Ce fonds serait alimenté automatiquement par l’État à hauteur de 1000 euros pour chaque enfant né en France, « sans conditions de ressources ». Les familles devront également pouvoir y contribuer jusqu’à ce que l’enfant atteigne 18 ans, bénéficiant d’un abattement sur les donations, selon l’amendement. Un amendement similaire, déposé au début novembre, prévoyait que l’État n’abonde le fonds qu’à la majorité de l’enfant.
Un compte à 1000 euros pour chaque enfant
Le montant de cette mesure, qui coûterait environ 660 millions d’euros par an à l’État, soulève des questions. Si l’amendement était accepté, ce qui semble peu probable pour le moment, la création de ce fond souverain permettrait de favoriser l’accumulation d’un capital personnel pour chaque jeune Français, en l’orientant vers le financement de l’économie française, comme l’indique Paul Midy.
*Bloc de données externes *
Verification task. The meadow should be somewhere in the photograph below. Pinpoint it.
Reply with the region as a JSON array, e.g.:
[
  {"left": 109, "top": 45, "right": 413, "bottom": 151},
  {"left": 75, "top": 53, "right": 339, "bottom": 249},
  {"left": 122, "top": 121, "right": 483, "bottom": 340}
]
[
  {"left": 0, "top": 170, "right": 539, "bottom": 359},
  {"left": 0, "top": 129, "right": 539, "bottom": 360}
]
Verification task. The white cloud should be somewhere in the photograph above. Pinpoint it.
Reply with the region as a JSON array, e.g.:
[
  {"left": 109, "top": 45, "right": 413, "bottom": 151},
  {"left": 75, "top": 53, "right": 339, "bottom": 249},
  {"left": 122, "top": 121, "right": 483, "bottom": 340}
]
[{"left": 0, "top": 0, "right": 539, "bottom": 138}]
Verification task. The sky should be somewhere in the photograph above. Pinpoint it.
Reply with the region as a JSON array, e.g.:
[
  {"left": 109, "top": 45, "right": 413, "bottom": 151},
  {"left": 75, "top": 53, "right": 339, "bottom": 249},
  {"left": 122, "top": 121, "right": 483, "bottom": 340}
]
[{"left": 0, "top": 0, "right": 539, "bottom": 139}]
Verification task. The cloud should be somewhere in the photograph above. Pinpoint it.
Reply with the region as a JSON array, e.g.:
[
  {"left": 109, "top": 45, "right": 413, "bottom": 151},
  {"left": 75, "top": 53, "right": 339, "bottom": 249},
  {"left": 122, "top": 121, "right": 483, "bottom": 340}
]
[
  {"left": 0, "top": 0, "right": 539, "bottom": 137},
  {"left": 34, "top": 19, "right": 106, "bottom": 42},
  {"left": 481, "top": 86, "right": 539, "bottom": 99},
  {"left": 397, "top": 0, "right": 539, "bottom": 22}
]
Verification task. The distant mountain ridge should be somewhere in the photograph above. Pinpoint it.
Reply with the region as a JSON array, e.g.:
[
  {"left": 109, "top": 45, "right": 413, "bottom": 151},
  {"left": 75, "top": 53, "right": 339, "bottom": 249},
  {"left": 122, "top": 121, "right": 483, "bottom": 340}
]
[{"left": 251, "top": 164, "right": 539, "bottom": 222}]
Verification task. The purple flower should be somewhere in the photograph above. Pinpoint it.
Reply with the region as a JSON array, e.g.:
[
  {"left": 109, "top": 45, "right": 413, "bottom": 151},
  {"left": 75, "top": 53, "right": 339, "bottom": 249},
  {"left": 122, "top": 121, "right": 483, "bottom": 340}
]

Cette initiative vise également à relancer le débat sur la retraite par capitalisation, considéré par le groupe Ensemble pour la République comme un complément nécessaire au système traditionnel par répartition. Si la mesure paraît équilibrée, elle semble surtout destinée à réactiver cette problématique cruciale pour l’avenir du système de retraite français.
« Retour de notre prospérité »
Dans l’exposé des motifs de son amendement, Paul Midy insiste sur le fait qu’il est essentiel de transiter vers un système de retraite par capitalisation obligatoire, collective et solidaire. « C’est la condition numéro une du retour de notre prospérité », affirme-t-il, précisant que cette transition pourrait générer jusqu’à 5000 milliards d’euros pour financer « notre économie ».
Risqué ?
Il convient de rappeler que la France a déjà mis en place un régime de retraite par capitalisation collectif pour la complémentaire des fonctionnaires. Cependant, l’approche de la capitalisation nécessite de la prudence. Les fonds investis pour la retraite sont soumis aux fluctuations boursières, et bien que Paul Midy parle d’un « véhicule d’investissement collectif et sécurisé », le risque est toujours présent. En effet, même des investissements supposément sécurisés peuvent être affectés par des crises économiques majeures.
La question demeure : la retraite par capitalisation constitue-t-elle un choix judicieux pour l’avenir des Français ? Comme tout placement, elle implique des risques qui ne peuvent être ignorés.